Use a helper function so that you can replace repeated code with a loop:
This still means that you're building a very similar string each time. An improvement would be to incrementally build the number on each loop iteration, instead of rebuilding it each time.
您可以采取一些捷径。
例如,如果一个数字是偶数,那么它的最后一位数字必须是偶数
if (l.get(1) % 2 == 0) return false;
如果一个数字是十的倍数,则其最后一位数字必须是“0”
if (l.get(9) == 0) return false;
如果一个数字是 3 的倍数,则其数字是 3 的倍数的和(与 9 相同)
如果一个数字是 5 的倍数,则其最后一位数字必须是 5 或 0。
在大多数情况下,您不需要到 * 或 %。

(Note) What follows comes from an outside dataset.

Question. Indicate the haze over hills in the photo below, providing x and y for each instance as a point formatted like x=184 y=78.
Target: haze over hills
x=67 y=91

您绝对不需要创建字符串并解析它。
A couple of short cuts you can make.
e.g. if a number is even its last digit must be even
if (l.get(1) % 2 == 0) return false;
if a number is a multiple of ten, its last digit must be a '0'
if (l.get(9) == 0) return false;
If a number is a multiple if 3, the sum if its digits are multiple of three (same for 9)
If a number is a multiple of 5, its last digit must be a 5 or 0.
In most cases you don't need to * or a %. You definitley don't need to create a String and parse it.